Turnamen tersebut berlangsung di Lapangan Padel Mahligai Pancasila, Banjarmasin, pada 21–22 Agustus 2026, dengan diikuti sebanyak 25 SKPD di lingkungan Pemerintah Provinsi Kalsel.
Selain menjadi ajang olahraga, turnamen ini juga dirancang sebagai sarana mempererat silaturahmi antarinstansi sekaligus memperkenalkan olahraga padel yang saat ini semakin berkembang di Indonesia, termasuk Kalimantan Selatan.
Kepala Dispora Kalsel Pebriadin Hapiz melalui Kabid Pembudayaan Olahraga Muhammad Anugrah mengatakan, pemilihan padel merupakan bagian dari upaya membudayakan olahraga yang tengah diminati masyarakat.
“Ini sekaligus akan membudayakan salah satu olahraga yang sedang booming di Indonesia dan juga di Kalimantan Selatan, yaitu padel,” ujar Anugrah, Kamis (20/8/2026).
Technical meeting telah dilaksanakan untuk memberikan pemahaman kepada peserta mengenai aturan dan mekanisme pertandingan. Turnamen dijadwalkan dibuka pada Jumat (21/8/2026) pukul 08.00 WITA oleh Gubernur Kalsel.
Menariknya, turnamen hanya mempertandingkan nomor ganda putra. Setiap pasangan juga diwajibkan memiliki sedikitnya satu pemain yang berstatus pejabat, baik eselon II, III maupun IV.
Ketentuan tersebut diharapkan membuat pertandingan semakin menarik sekaligus membuka ruang interaksi antara pejabat dan pegawai dari berbagai SKPD.
“Ini merupakan sebuah ajang juga silaturahmi antara SKPD guna memeriahkan Hari Jadi Provinsi Kalimantan Selatan ke-76,” jelas Anugrah.
Dari sisi pertandingan, panitia menerapkan sistem gugur.
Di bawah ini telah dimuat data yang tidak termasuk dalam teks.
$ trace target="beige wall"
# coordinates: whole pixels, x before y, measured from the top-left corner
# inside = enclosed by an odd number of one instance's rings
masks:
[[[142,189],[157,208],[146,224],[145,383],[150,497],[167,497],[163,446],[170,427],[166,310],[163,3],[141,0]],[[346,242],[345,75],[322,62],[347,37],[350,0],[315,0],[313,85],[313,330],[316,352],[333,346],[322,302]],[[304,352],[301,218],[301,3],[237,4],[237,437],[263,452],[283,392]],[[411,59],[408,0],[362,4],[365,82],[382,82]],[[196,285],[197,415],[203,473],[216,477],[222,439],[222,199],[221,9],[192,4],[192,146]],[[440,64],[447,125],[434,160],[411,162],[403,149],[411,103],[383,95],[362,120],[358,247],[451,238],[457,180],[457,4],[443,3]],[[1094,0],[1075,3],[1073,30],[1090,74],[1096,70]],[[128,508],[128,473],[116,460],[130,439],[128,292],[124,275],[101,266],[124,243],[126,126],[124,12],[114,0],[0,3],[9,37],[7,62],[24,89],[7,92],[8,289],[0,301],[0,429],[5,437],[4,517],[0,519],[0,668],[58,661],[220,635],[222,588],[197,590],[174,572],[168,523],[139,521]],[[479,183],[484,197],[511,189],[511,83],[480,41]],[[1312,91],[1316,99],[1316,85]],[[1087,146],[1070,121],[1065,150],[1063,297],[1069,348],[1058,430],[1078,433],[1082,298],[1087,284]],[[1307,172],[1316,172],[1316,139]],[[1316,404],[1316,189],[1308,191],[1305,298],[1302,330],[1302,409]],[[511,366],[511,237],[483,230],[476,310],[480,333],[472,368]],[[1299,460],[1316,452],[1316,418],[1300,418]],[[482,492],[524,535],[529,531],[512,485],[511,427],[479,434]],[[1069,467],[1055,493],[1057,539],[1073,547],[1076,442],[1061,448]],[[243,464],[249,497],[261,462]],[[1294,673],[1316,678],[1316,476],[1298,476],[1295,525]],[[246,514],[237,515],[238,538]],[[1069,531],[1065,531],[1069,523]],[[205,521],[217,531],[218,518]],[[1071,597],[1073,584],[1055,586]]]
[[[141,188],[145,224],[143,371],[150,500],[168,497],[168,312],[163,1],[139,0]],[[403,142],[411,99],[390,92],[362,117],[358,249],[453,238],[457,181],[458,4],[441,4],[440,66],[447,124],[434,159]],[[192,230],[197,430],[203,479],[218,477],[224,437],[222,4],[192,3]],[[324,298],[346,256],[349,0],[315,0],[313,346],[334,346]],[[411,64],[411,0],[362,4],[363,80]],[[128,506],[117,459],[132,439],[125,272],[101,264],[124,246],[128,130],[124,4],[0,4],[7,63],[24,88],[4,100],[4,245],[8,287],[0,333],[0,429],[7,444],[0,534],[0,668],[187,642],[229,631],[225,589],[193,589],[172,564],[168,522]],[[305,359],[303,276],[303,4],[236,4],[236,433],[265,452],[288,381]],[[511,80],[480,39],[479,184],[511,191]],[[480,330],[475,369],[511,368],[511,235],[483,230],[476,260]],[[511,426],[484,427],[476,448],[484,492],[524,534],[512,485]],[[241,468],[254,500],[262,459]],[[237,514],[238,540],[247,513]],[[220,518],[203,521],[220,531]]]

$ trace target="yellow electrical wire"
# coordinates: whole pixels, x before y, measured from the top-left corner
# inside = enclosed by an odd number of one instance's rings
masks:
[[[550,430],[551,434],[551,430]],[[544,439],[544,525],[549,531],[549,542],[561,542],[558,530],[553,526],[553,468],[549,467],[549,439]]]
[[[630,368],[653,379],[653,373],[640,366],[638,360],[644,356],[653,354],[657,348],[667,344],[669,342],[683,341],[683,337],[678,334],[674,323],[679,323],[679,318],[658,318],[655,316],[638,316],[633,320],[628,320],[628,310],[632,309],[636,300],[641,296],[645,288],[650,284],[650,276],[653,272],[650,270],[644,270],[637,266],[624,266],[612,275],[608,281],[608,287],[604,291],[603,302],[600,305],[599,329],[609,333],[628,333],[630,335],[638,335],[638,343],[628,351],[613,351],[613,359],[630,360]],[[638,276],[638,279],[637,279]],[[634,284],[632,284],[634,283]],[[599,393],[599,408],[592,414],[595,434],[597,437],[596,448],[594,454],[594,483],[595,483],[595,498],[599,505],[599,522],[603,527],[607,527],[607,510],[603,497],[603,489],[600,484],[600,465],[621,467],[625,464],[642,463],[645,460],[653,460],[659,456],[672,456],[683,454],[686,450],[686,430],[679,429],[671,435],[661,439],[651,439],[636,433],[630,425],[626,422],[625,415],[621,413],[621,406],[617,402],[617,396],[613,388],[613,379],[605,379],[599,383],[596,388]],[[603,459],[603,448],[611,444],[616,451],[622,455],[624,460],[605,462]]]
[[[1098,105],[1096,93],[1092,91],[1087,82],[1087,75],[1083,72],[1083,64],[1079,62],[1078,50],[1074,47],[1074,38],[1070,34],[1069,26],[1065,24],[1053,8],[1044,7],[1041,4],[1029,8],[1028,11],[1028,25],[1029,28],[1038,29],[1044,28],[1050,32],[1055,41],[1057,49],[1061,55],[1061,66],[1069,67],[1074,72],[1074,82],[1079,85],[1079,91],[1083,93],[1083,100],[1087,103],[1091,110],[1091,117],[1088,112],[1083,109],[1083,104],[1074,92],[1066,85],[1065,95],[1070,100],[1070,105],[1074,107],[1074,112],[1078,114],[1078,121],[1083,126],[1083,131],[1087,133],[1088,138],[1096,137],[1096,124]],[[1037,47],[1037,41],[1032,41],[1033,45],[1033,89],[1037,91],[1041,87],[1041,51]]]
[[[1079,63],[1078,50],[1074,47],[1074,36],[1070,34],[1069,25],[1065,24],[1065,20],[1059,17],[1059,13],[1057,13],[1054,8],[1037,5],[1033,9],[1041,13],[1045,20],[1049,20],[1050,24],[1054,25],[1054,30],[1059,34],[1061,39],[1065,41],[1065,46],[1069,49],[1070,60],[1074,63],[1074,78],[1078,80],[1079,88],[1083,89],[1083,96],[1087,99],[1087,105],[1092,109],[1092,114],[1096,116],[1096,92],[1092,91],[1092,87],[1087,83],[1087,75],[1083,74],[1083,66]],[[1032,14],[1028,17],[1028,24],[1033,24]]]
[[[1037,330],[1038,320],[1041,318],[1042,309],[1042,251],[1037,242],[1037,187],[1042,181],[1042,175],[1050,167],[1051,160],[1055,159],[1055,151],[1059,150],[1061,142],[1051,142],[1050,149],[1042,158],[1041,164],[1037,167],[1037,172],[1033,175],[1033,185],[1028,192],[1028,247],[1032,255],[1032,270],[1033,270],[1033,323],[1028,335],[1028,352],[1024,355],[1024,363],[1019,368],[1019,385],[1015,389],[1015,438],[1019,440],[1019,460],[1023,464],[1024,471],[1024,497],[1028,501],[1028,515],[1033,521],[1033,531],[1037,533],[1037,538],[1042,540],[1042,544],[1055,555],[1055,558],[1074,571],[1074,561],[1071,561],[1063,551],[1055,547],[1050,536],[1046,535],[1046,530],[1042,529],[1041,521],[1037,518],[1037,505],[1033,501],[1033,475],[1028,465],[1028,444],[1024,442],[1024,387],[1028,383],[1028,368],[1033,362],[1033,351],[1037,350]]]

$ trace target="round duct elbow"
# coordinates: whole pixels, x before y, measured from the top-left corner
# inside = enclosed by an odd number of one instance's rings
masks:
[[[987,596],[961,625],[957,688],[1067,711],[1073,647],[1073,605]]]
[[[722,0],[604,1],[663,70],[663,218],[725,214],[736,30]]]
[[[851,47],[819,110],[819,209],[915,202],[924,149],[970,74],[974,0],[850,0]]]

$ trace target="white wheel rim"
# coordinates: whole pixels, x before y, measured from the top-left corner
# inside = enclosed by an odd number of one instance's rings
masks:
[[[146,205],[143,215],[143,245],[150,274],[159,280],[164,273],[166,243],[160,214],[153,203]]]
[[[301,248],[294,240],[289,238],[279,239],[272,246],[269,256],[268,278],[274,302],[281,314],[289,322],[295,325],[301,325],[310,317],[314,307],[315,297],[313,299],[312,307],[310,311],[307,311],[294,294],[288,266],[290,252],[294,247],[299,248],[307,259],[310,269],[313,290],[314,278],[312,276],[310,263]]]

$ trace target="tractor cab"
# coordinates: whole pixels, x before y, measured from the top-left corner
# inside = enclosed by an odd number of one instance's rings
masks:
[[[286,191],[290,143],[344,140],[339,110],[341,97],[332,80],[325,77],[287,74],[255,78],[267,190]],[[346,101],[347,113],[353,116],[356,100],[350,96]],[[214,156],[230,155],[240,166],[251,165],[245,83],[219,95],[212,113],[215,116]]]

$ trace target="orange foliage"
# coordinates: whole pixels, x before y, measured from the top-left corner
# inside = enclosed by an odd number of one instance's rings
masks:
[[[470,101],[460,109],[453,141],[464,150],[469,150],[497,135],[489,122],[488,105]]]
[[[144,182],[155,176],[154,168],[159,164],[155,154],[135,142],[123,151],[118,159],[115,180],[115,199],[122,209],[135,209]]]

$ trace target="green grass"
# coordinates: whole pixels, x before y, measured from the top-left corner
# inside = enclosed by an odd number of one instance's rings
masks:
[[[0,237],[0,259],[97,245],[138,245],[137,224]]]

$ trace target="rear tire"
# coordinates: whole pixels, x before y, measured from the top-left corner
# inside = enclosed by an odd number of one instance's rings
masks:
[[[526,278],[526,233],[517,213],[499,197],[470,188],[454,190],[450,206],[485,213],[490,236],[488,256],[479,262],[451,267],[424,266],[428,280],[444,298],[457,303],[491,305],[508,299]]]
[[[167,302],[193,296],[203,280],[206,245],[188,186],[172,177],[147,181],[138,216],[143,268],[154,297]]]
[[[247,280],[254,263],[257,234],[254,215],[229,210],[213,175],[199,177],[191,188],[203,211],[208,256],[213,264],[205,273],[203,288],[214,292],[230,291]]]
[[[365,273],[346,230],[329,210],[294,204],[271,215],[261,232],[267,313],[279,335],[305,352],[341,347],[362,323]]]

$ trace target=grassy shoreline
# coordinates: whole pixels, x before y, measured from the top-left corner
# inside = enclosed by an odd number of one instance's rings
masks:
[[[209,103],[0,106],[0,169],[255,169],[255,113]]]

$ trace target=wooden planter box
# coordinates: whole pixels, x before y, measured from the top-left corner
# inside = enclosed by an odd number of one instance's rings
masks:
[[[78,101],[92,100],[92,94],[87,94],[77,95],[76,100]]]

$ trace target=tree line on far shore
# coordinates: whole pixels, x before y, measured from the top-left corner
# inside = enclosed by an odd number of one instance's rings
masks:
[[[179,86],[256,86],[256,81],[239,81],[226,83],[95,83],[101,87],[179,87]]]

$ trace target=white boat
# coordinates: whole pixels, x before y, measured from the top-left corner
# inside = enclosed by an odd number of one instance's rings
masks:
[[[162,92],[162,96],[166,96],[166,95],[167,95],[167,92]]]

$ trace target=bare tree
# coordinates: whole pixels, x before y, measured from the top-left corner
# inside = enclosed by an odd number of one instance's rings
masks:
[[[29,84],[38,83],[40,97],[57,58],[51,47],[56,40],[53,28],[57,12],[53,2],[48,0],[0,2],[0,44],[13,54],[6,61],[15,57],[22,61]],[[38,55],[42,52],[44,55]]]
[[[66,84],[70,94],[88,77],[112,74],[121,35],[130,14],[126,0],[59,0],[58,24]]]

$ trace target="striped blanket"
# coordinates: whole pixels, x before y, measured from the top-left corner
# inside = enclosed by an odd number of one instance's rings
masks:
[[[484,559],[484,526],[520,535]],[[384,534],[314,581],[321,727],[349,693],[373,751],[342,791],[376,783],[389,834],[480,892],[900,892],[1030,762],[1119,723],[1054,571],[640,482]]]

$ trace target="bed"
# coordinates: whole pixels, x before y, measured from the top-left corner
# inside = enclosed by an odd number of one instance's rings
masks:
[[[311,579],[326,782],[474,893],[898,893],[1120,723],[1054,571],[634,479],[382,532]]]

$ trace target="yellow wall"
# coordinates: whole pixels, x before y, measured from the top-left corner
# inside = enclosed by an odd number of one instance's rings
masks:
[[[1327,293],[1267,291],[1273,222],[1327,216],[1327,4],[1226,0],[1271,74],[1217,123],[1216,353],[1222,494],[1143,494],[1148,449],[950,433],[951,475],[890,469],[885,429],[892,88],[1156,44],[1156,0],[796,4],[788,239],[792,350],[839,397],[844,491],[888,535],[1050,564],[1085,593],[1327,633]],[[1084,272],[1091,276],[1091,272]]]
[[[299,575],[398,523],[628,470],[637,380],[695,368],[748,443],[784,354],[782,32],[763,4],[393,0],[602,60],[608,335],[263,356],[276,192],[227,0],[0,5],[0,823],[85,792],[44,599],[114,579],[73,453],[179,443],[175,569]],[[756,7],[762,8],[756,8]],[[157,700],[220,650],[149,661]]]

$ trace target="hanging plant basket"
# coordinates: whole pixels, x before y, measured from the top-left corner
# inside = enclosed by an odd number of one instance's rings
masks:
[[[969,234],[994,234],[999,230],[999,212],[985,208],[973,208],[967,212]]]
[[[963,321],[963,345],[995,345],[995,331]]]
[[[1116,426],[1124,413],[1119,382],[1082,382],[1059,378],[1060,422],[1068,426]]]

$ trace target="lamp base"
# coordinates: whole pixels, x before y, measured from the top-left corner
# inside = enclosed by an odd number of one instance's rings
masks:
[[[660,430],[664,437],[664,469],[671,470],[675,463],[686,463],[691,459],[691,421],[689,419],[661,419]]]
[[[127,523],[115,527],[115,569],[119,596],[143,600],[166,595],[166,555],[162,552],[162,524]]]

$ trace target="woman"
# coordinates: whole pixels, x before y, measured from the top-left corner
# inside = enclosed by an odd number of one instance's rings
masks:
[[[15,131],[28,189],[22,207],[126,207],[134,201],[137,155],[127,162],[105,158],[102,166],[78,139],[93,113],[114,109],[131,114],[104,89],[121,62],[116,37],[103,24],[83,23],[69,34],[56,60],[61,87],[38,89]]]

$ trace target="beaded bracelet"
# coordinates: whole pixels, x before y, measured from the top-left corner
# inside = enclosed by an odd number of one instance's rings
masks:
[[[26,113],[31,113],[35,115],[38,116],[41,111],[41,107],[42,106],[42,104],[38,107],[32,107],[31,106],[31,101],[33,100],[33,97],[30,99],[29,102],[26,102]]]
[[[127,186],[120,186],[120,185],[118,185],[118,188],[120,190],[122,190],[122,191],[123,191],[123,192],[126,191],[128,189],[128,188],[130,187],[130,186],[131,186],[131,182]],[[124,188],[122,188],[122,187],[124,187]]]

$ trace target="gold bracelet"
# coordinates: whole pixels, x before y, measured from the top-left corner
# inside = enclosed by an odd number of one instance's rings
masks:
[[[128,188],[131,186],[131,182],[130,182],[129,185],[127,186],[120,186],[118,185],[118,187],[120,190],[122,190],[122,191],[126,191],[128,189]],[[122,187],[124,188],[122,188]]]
Pada babak 32 besar hingga perempat final, pertandingan menggunakan format satu set dengan target enam game. Pasangan yang lebih dahulu mencapai enam game dinyatakan sebagai pemenang.
Sementara babak semifinal, final, serta perebutan juara ketiga dan keempat menggunakan format dua set. Setiap set dimainkan hingga salah satu pasangan mencapai enam game.
Format tersebut diterapkan agar pertandingan pada fase akhir berlangsung lebih kompetitif.
Tak hanya memperebutkan gelar juara, panitia juga menyiapkan hadiah uang tunai. Juara pertama memperoleh Rp2 juta, juara kedua Rp1,5 juta, juara ketiga Rp1 juta, dan juara keempat Rp750 ribu.
Dispora Kalsel berharap turnamen tersebut dapat mendorong olahraga padel berkembang secara berkelanjutan dan tidak hanya menjadi tren sesaat.